カトリシズムと社会学という二つの思想背景から時の流れにそって愚痴をつぶやいていく

特別展「出雲と大和」から学ぶ

2020-02-06 10:12:35 | 観光

 昨日は思いたって東京国立博物館に「出雲と大和」特別展を見に行った。平日の午前中にもかかわらず、マスクをした歴史愛好家・美術愛好家で混雑していた。
 今年は『日本書紀』が編纂されて(720)ちょうど1300年の記念すべき年なのだという。この特別展は出雲を「幽」とし、大和を「顕」と表して、両者の特徴を対照的に示している。幽とは祭祀、顕とは政治を指すらしい。「幽と顕」という区別は『日本書紀』にあるのだという。

 この特別展は近年の様々な発掘、研究の進展を丁寧に紹介している。昔の中学生程度の知識しか無いわたしは、出雲は大和に征服されたとかの話しか覚えていない。最近でも山川出版の『詳説日本史研究』(2009)にはヤマト政権の詳しい説明はあっても、出雲への言及はない(索引すらない)。他方最近は、出雲が大和を攻めたのだというような説もあるようで、歴史音痴の私には、ただただ驚くだけの展示だった。「音声ガイド」を借りないと、弥生時代・古墳時代・奈良天平・平安時代にわたる時代の変化はとてもフォロー出来なかった。音声ガイドの語りは橋爪功さん(俳優)で、なかなかのものだった。

 最初にまず『日本書紀』の神代巻下と巻二が目に入る。立派な写本らしく、目を奪われる。デジタル表示もよかった。考えてみれば今は小学校の教科書でも日本の神話は出てこないらしい。イザナキ・イザナミ、アマテラスとスサノオ、ヤマタノオロチ、大国主命と国譲りなどの話はマンガやアニメで伝承されているのだろうか。

 展示の目次(部屋割り)は以下のようになっていた。

第1章 巨大本殿 出雲大社
第2章 出雲 古代祭祀の源流
第3章 大和 王権誕生の地
第4章 仏と政

 第1章では、まず、圧巻の本殿の「宇豆柱 うづばしら」と「心御柱 しんのみはしら」に対面する。2000年に発見・発掘された3本の大木を束ねた柱で、直径は何と3メートルという。支えていた出雲大社本殿の高さは48メートルという。16階建てのビルの高さということになる。本殿の10分の1の復元モデルも展示されていた。


 

(出典は東京国立博物館)


 第2章の出雲では、銅剣358本、銅矛16本、銅鐸6個が出土した荒神谷遺跡(1984年)、銅鐸39個が出土した加茂岩倉遺跡(1996年)、そして大和の前方後円墳とは全く異なる「四隅突出型墳丘墓」などが目を引く。出雲が大和とは全く異なった勢力だったことが力説される。

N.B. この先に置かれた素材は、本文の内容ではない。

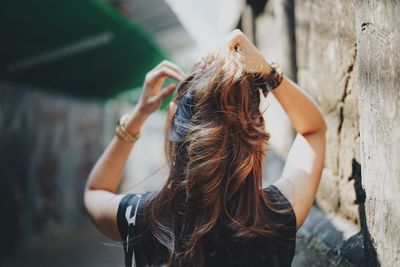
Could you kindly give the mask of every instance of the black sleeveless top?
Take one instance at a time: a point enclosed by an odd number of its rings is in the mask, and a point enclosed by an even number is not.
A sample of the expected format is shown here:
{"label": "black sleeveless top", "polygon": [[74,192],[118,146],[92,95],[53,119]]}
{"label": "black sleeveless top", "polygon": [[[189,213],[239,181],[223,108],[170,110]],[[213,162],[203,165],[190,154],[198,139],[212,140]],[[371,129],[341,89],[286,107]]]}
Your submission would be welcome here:
{"label": "black sleeveless top", "polygon": [[[271,199],[271,206],[275,210],[288,210],[279,213],[274,210],[266,210],[266,217],[276,225],[276,237],[260,237],[251,242],[233,246],[223,246],[218,253],[206,257],[205,266],[290,266],[293,260],[296,246],[296,217],[288,199],[273,185],[264,189]],[[142,255],[157,255],[158,251],[149,239],[137,239],[140,232],[138,227],[145,209],[145,203],[151,197],[151,193],[127,194],[119,204],[117,224],[123,241],[125,266],[147,266]],[[229,247],[229,249],[226,249]],[[207,249],[205,249],[207,251]],[[158,265],[156,265],[158,266]],[[160,264],[162,266],[162,264]]]}

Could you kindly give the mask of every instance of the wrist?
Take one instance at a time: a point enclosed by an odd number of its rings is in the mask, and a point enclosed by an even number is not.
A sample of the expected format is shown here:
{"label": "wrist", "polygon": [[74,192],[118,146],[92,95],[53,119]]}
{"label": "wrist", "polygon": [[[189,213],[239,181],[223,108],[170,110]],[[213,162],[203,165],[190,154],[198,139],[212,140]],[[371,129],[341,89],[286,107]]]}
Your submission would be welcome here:
{"label": "wrist", "polygon": [[139,130],[136,130],[136,131],[132,132],[132,130],[130,130],[128,128],[128,121],[129,120],[130,120],[130,115],[129,114],[122,115],[122,117],[117,122],[117,126],[115,127],[115,134],[122,141],[124,141],[126,143],[133,143],[137,139],[139,139],[141,130],[139,128]]}
{"label": "wrist", "polygon": [[139,132],[149,115],[147,112],[141,110],[139,106],[136,106],[126,121],[127,130],[131,133]]}
{"label": "wrist", "polygon": [[[148,117],[152,113],[149,108],[145,105],[142,104],[142,101],[139,100],[139,102],[136,104],[136,106],[133,109],[133,113],[135,113],[136,116],[140,117]],[[132,113],[132,115],[133,115]]]}
{"label": "wrist", "polygon": [[262,76],[257,76],[254,80],[254,85],[261,89],[266,97],[269,92],[277,88],[283,80],[283,73],[280,66],[276,63],[271,63],[268,68],[265,67]]}
{"label": "wrist", "polygon": [[262,78],[267,80],[268,77],[271,75],[271,72],[272,72],[271,65],[268,62],[266,62],[266,64],[263,66],[261,70]]}

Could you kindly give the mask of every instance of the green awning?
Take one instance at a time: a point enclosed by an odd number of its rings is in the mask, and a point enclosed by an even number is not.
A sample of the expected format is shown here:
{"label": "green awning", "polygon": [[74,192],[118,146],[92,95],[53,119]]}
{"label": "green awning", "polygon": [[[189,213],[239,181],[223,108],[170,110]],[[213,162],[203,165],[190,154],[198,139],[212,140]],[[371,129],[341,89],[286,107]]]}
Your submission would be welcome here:
{"label": "green awning", "polygon": [[104,98],[143,82],[164,58],[105,0],[1,0],[0,78]]}

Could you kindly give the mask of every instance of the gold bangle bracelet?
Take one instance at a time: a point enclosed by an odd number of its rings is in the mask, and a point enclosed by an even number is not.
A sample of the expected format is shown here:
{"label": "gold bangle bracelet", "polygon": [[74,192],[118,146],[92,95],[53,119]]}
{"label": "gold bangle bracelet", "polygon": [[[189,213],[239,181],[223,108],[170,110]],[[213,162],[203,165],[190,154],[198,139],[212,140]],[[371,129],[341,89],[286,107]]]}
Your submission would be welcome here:
{"label": "gold bangle bracelet", "polygon": [[128,115],[123,115],[117,122],[117,126],[115,127],[115,134],[123,141],[127,143],[133,143],[140,137],[140,131],[136,134],[131,134],[126,129],[126,121],[128,119]]}

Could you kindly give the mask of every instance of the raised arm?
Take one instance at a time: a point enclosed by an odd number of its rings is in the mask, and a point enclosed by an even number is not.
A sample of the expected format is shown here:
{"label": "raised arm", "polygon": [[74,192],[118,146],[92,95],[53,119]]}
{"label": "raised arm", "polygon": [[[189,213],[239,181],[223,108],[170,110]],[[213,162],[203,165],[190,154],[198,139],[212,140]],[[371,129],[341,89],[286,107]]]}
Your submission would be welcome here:
{"label": "raised arm", "polygon": [[[248,72],[268,77],[271,68],[257,48],[238,30],[228,37],[229,48],[241,47]],[[326,124],[316,104],[297,84],[284,77],[273,94],[289,116],[297,137],[281,178],[275,183],[289,199],[299,228],[314,201],[324,165]]]}
{"label": "raised arm", "polygon": [[318,190],[324,166],[326,124],[314,102],[287,77],[272,92],[297,132],[275,185],[291,202],[299,228]]}
{"label": "raised arm", "polygon": [[[140,132],[147,117],[173,92],[174,84],[162,88],[168,77],[175,80],[183,78],[181,70],[168,61],[163,61],[146,75],[139,103],[127,120],[129,133],[134,135]],[[93,167],[84,193],[85,208],[92,222],[104,235],[114,240],[121,239],[116,219],[123,197],[116,192],[133,145],[114,137]]]}

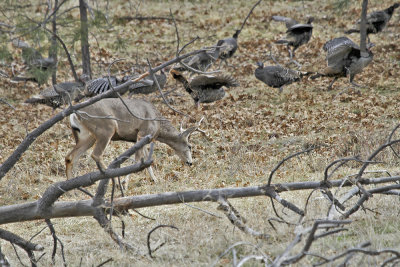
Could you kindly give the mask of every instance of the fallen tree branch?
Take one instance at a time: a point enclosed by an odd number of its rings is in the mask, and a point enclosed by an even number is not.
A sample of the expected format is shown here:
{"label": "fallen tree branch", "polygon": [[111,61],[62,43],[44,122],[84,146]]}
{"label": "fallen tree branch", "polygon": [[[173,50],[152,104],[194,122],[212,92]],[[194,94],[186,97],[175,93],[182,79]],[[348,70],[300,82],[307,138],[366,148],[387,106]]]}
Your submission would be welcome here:
{"label": "fallen tree branch", "polygon": [[0,103],[4,103],[6,105],[8,105],[10,108],[12,108],[14,111],[16,110],[15,107],[13,105],[11,105],[10,103],[8,103],[7,100],[0,98]]}
{"label": "fallen tree branch", "polygon": [[276,201],[278,201],[278,202],[279,202],[282,206],[284,206],[285,208],[290,209],[291,211],[293,211],[293,212],[299,214],[300,216],[304,216],[304,211],[303,211],[303,210],[299,209],[299,208],[296,207],[294,204],[292,204],[292,203],[286,201],[285,199],[281,198],[281,197],[279,196],[279,194],[277,194],[277,193],[275,192],[275,190],[273,189],[273,187],[266,188],[266,193],[265,193],[265,195],[267,195],[267,196],[269,196],[269,197],[275,199]]}
{"label": "fallen tree branch", "polygon": [[[27,241],[23,239],[22,237],[11,233],[9,231],[0,229],[0,239],[7,240],[8,242],[11,243],[13,246],[15,253],[17,254],[18,259],[21,261],[21,259],[18,256],[17,250],[15,248],[15,245],[19,246],[22,248],[26,254],[29,257],[29,260],[31,262],[31,266],[36,266],[37,260],[35,259],[35,254],[33,253],[34,251],[43,251],[44,247],[38,244],[34,244],[30,241]],[[22,263],[22,262],[21,262]]]}
{"label": "fallen tree branch", "polygon": [[294,158],[294,157],[299,156],[299,155],[301,155],[301,154],[308,153],[308,152],[310,152],[311,150],[314,150],[315,148],[316,148],[316,147],[310,147],[310,148],[307,148],[307,149],[305,149],[305,150],[296,152],[296,153],[294,153],[294,154],[292,154],[292,155],[287,156],[286,158],[284,158],[284,159],[281,160],[280,162],[278,162],[278,164],[275,166],[275,168],[272,169],[271,173],[269,174],[267,186],[270,186],[270,185],[271,185],[272,177],[274,176],[275,172],[283,165],[283,163],[285,163],[286,161],[288,161],[288,160],[291,159],[291,158]]}
{"label": "fallen tree branch", "polygon": [[19,237],[18,235],[4,229],[0,229],[0,239],[7,240],[8,242],[19,246],[25,251],[42,251],[44,249],[43,246],[29,242],[22,237]]}
{"label": "fallen tree branch", "polygon": [[369,195],[373,195],[373,194],[384,194],[385,192],[391,192],[394,189],[400,189],[399,184],[394,184],[394,185],[388,185],[388,186],[383,186],[383,187],[378,187],[378,188],[373,188],[370,190],[367,190],[368,194],[363,194],[359,200],[357,201],[357,203],[351,208],[349,209],[346,213],[344,213],[342,216],[343,218],[348,218],[350,217],[351,214],[353,214],[354,212],[356,212],[361,205],[368,200],[368,196]]}
{"label": "fallen tree branch", "polygon": [[255,3],[255,4],[253,5],[253,7],[250,9],[249,13],[247,14],[246,18],[244,19],[244,21],[243,21],[243,23],[242,23],[242,26],[240,26],[240,29],[239,29],[240,31],[243,30],[243,27],[244,27],[244,25],[246,24],[246,21],[249,19],[251,13],[253,13],[253,10],[256,8],[256,6],[258,6],[258,5],[261,3],[261,1],[262,1],[262,0],[257,1],[257,3]]}
{"label": "fallen tree branch", "polygon": [[107,263],[112,262],[113,260],[114,260],[113,258],[109,258],[109,259],[103,261],[102,263],[100,263],[99,265],[97,265],[96,267],[104,266],[104,265],[106,265]]}
{"label": "fallen tree branch", "polygon": [[[99,172],[89,173],[85,177],[99,178]],[[330,181],[333,187],[350,187],[353,184],[346,179]],[[363,185],[381,184],[400,182],[400,176],[381,177],[362,179],[360,183]],[[271,185],[275,192],[307,190],[320,187],[320,182],[295,182],[295,183],[282,183]],[[388,190],[396,188],[400,189],[400,184],[395,184],[388,187]],[[202,201],[217,201],[219,197],[229,198],[242,198],[242,197],[255,197],[265,196],[265,186],[251,186],[239,188],[219,188],[219,189],[206,189],[206,190],[193,190],[183,192],[166,192],[160,194],[140,195],[117,198],[114,200],[114,210],[116,212],[126,211],[128,209],[136,209],[143,207],[153,207],[160,205],[182,204],[182,202],[202,202]],[[378,189],[374,189],[378,190]],[[373,191],[374,192],[374,191]],[[77,216],[93,216],[95,208],[92,206],[93,200],[80,200],[80,201],[59,201],[55,202],[46,211],[46,216],[37,212],[36,206],[38,201],[15,204],[0,207],[0,224],[31,221],[45,218],[61,218],[61,217],[77,217]],[[104,203],[105,207],[109,203]]]}
{"label": "fallen tree branch", "polygon": [[[271,261],[271,260],[268,258],[268,256],[267,256],[266,254],[264,254],[264,252],[263,252],[258,246],[254,245],[254,244],[252,244],[252,243],[240,241],[240,242],[237,242],[237,243],[235,243],[235,244],[229,246],[224,252],[222,252],[222,253],[218,256],[218,258],[213,262],[213,264],[211,264],[211,267],[216,266],[216,265],[218,264],[218,262],[219,262],[226,254],[228,254],[229,251],[235,249],[235,247],[237,247],[237,246],[243,246],[243,245],[251,246],[251,247],[255,248],[255,249],[256,249],[259,253],[261,253],[261,255],[265,258],[265,262]],[[234,266],[236,266],[236,265],[234,265]]]}
{"label": "fallen tree branch", "polygon": [[104,229],[106,233],[108,233],[111,239],[119,245],[121,249],[124,250],[133,250],[134,247],[128,243],[126,243],[123,238],[121,238],[111,226],[111,221],[107,219],[106,212],[102,208],[96,208],[94,218],[100,224],[100,226]]}

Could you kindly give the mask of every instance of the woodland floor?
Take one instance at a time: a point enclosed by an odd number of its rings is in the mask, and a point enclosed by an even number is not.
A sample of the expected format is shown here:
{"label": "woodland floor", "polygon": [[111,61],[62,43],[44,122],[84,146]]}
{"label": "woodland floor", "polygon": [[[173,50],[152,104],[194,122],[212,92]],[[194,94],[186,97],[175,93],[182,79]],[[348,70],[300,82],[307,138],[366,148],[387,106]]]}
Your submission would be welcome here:
{"label": "woodland floor", "polygon": [[[124,61],[113,66],[112,73],[129,69],[132,64],[145,64],[149,58],[153,65],[172,59],[176,51],[175,28],[168,20],[118,21],[116,18],[135,14],[133,6],[111,1],[112,28],[94,29],[91,37],[92,64],[95,75],[104,75],[109,64],[118,58]],[[221,38],[231,36],[240,27],[243,19],[256,1],[145,1],[139,7],[142,16],[169,16],[171,8],[178,21],[181,45],[197,35],[201,38],[186,51],[211,46]],[[317,71],[325,67],[322,45],[343,35],[353,25],[361,12],[361,1],[350,4],[343,10],[334,7],[335,1],[263,1],[254,10],[239,36],[239,49],[229,61],[232,67],[222,65],[222,70],[234,76],[240,86],[227,90],[227,96],[214,104],[204,104],[201,110],[194,108],[193,101],[180,84],[169,77],[165,91],[177,88],[169,97],[171,105],[197,120],[205,116],[202,128],[210,138],[193,135],[194,164],[183,166],[173,151],[160,143],[156,144],[154,168],[160,182],[150,181],[148,173],[131,175],[126,195],[151,194],[168,191],[242,187],[265,184],[270,171],[284,157],[311,145],[320,147],[311,153],[285,163],[276,173],[273,183],[294,181],[320,181],[325,167],[335,159],[360,155],[365,159],[374,149],[383,144],[400,118],[400,15],[396,10],[389,27],[379,35],[371,36],[376,44],[374,60],[355,81],[363,85],[352,88],[348,79],[339,79],[333,90],[326,90],[330,78],[303,79],[289,85],[279,94],[254,77],[255,63],[266,61],[270,51],[276,59],[288,62],[284,46],[274,41],[284,36],[283,23],[271,21],[272,15],[284,15],[306,20],[306,15],[315,17],[313,37],[310,43],[297,51],[297,60],[303,71]],[[391,1],[370,1],[369,10],[383,9]],[[75,10],[73,16],[79,18]],[[94,36],[97,38],[95,39]],[[123,49],[117,49],[116,38],[128,40]],[[358,42],[358,35],[351,35]],[[73,55],[79,44],[69,46]],[[20,60],[20,51],[14,49],[15,60]],[[75,58],[79,62],[79,58]],[[219,62],[216,63],[217,67]],[[267,61],[266,64],[273,64]],[[292,68],[295,66],[291,65]],[[72,80],[65,58],[59,63],[59,81]],[[3,162],[24,139],[26,134],[51,118],[55,112],[46,106],[31,106],[24,100],[42,88],[35,84],[15,84],[0,80],[0,96],[15,109],[0,103],[0,163]],[[163,104],[157,94],[147,96],[170,118],[176,127],[182,116]],[[56,112],[59,112],[57,110]],[[195,121],[186,121],[187,126]],[[40,136],[26,151],[20,161],[0,183],[0,204],[23,203],[40,198],[44,190],[54,182],[65,179],[64,157],[74,144],[69,122],[64,119]],[[129,144],[114,142],[106,151],[106,162],[122,153]],[[387,170],[399,175],[400,160],[390,151],[380,155],[382,163],[371,165],[371,170]],[[332,179],[343,178],[357,172],[359,164],[341,168]],[[81,160],[79,173],[95,170],[89,156]],[[373,174],[371,174],[371,177]],[[95,187],[89,188],[94,190]],[[343,193],[341,191],[340,193]],[[298,206],[304,206],[309,191],[282,194]],[[82,199],[81,193],[67,194],[62,200]],[[314,251],[332,256],[335,253],[362,242],[371,241],[372,248],[400,249],[400,205],[396,197],[374,197],[367,202],[368,210],[359,211],[350,219],[353,223],[346,232],[321,239],[313,245]],[[294,237],[294,227],[274,224],[268,219],[275,217],[270,201],[265,197],[235,199],[232,204],[248,220],[253,229],[271,235],[267,241],[256,240],[235,229],[227,218],[213,217],[185,205],[172,205],[140,209],[155,221],[145,219],[134,212],[125,217],[126,240],[137,248],[135,252],[121,252],[93,218],[55,219],[53,223],[58,237],[64,242],[66,260],[70,266],[98,265],[108,258],[108,266],[208,266],[230,245],[246,241],[257,244],[270,257],[282,253]],[[329,203],[319,193],[311,197],[306,220],[324,218]],[[215,203],[198,203],[196,206],[218,213]],[[279,212],[291,222],[298,217],[285,210]],[[222,214],[221,214],[222,215]],[[223,215],[222,215],[223,216]],[[147,233],[158,224],[171,224],[179,228],[162,229],[153,236],[155,247],[166,244],[147,256]],[[118,220],[115,228],[120,229]],[[15,223],[2,226],[26,239],[45,227],[43,221]],[[46,255],[41,266],[51,264],[52,238],[47,230],[33,239],[43,245]],[[13,266],[19,264],[12,246],[1,242],[2,251]],[[257,254],[252,246],[241,246],[238,256]],[[23,252],[19,252],[23,254]],[[25,264],[27,258],[22,256]],[[309,266],[316,259],[307,257],[298,266]],[[360,256],[354,264],[376,265],[382,258]],[[57,265],[61,265],[60,255]],[[218,265],[232,264],[231,255],[219,260]],[[252,261],[251,266],[262,265]],[[250,266],[250,265],[249,265]]]}

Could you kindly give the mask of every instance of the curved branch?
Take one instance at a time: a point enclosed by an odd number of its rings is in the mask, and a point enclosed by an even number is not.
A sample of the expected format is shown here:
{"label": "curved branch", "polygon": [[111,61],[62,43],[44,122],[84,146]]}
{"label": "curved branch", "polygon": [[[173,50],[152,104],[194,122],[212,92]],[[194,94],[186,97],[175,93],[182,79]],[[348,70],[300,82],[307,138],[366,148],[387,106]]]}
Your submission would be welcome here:
{"label": "curved branch", "polygon": [[242,26],[240,27],[240,31],[243,30],[244,25],[246,24],[247,19],[250,17],[251,13],[253,13],[253,10],[256,8],[261,3],[262,0],[259,0],[257,3],[254,4],[254,6],[250,9],[249,14],[247,14],[246,18],[244,19]]}
{"label": "curved branch", "polygon": [[157,248],[155,248],[153,251],[151,250],[151,247],[150,247],[150,236],[151,236],[151,234],[152,234],[155,230],[157,230],[158,228],[161,228],[161,227],[169,227],[169,228],[172,228],[172,229],[175,229],[175,230],[178,230],[178,231],[179,231],[179,229],[178,229],[177,227],[175,227],[175,226],[173,226],[173,225],[167,225],[167,224],[160,224],[160,225],[157,225],[156,227],[154,227],[153,229],[151,229],[151,231],[147,234],[147,250],[148,250],[148,252],[149,252],[150,258],[154,258],[154,256],[151,255],[152,252],[155,252],[157,249],[159,249],[161,246],[163,246],[163,245],[165,244],[165,243],[161,244],[160,246],[158,246]]}
{"label": "curved branch", "polygon": [[269,175],[269,178],[268,178],[267,186],[270,186],[270,185],[271,185],[272,176],[273,176],[273,175],[275,174],[275,172],[282,166],[283,163],[285,163],[286,161],[288,161],[288,160],[291,159],[291,158],[294,158],[294,157],[296,157],[296,156],[298,156],[298,155],[301,155],[301,154],[304,154],[304,153],[308,153],[308,152],[310,152],[311,150],[314,150],[314,149],[316,149],[316,148],[317,148],[317,147],[310,147],[310,148],[307,148],[307,149],[305,149],[305,150],[303,150],[303,151],[300,151],[300,152],[294,153],[294,154],[292,154],[292,155],[289,155],[289,156],[287,156],[286,158],[284,158],[283,160],[281,160],[281,161],[275,166],[275,168],[272,169],[272,171],[271,171],[271,173],[270,173],[270,175]]}
{"label": "curved branch", "polygon": [[63,41],[63,40],[61,39],[61,37],[58,36],[55,32],[50,31],[50,30],[47,29],[46,27],[43,27],[43,29],[46,30],[47,32],[51,33],[51,34],[57,39],[57,41],[60,42],[61,46],[63,47],[63,49],[64,49],[64,51],[65,51],[65,54],[67,55],[68,63],[69,63],[69,66],[71,67],[72,75],[74,76],[75,81],[76,81],[76,82],[79,82],[80,80],[79,80],[78,75],[76,74],[74,63],[72,62],[71,55],[70,55],[70,53],[69,53],[69,51],[68,51],[68,48],[67,48],[67,46],[65,45],[64,41]]}

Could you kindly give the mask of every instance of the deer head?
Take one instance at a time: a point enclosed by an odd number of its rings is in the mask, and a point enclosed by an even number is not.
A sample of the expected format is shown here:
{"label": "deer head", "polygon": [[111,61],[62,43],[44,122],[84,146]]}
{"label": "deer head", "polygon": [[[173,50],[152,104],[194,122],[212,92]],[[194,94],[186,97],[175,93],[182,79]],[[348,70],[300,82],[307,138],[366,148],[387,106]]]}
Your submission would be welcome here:
{"label": "deer head", "polygon": [[203,130],[199,129],[202,121],[203,118],[189,129],[183,129],[182,121],[180,131],[177,131],[169,122],[161,122],[160,133],[156,139],[170,146],[186,165],[192,166],[192,145],[189,142],[189,137],[195,131],[204,133]]}

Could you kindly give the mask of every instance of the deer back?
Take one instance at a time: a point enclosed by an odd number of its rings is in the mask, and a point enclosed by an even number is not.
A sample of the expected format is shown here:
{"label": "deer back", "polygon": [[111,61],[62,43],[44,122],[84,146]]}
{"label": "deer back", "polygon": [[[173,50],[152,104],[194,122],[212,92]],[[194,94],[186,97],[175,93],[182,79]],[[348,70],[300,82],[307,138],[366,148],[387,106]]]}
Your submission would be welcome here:
{"label": "deer back", "polygon": [[[102,99],[80,110],[79,124],[71,120],[74,128],[85,127],[95,138],[112,136],[112,140],[136,142],[138,135],[151,134],[156,138],[160,131],[157,120],[142,120],[140,118],[159,118],[155,107],[141,99],[124,99],[128,108],[118,98]],[[138,118],[136,118],[136,117]]]}

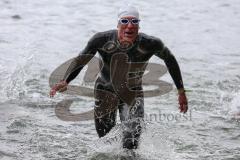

 第3章の大和では、前方後円墳の副葬品や埴輪など古墳時代から説明される。カメラが許されているのは2箇所のみだが、この黄金色の埴輪はまぶしかった。圧巻は国宝「七支刀」だろう。石上神宮に伝わり、樹木のように左右に三本枝分かれしている剣だ。百済との交流が説明される。「交流」には親好から征服・朝貢までいろいろな意味がこめられていることが暗示される。

 第4章は仏像の展示だ。日本への仏教の伝来(「公伝」というらしい)は古墳時代後期(教科書風に言えば552年)のようだが、ここでは奈良・平安時代の国宝級の仏像がずらりとならぶ。仏像だけだと宗教性はあまり感じず、説明では「鎮護国家」が強調されていたが、東京でこれだけのものを見られるのだから仏像好きにはたまらない展示だろう。

 私には印象をまとめるほどの知識はないが、出雲と大和を平等に取り扱っているのが印象的であった。展示はどこでもそうだが、説明の文字は小さすぎて年寄りには読むのがつらい。
 説明といえば、ナショナリズムを妙にくすぐるものではなく、アカデミックな展示とまとめかたをしているという印象を受けた。たとえば、卑弥呼の墓と言われる「箸墓古墳」への「ミューオン」(素粒子)による調査でなにか「空間」らしきものが発見されたというビデオ映像は印象的であった。
 そうじて、日本文化の源流を目に見える形で確認させてくれるよき展示であった。特別展の名に恥じない。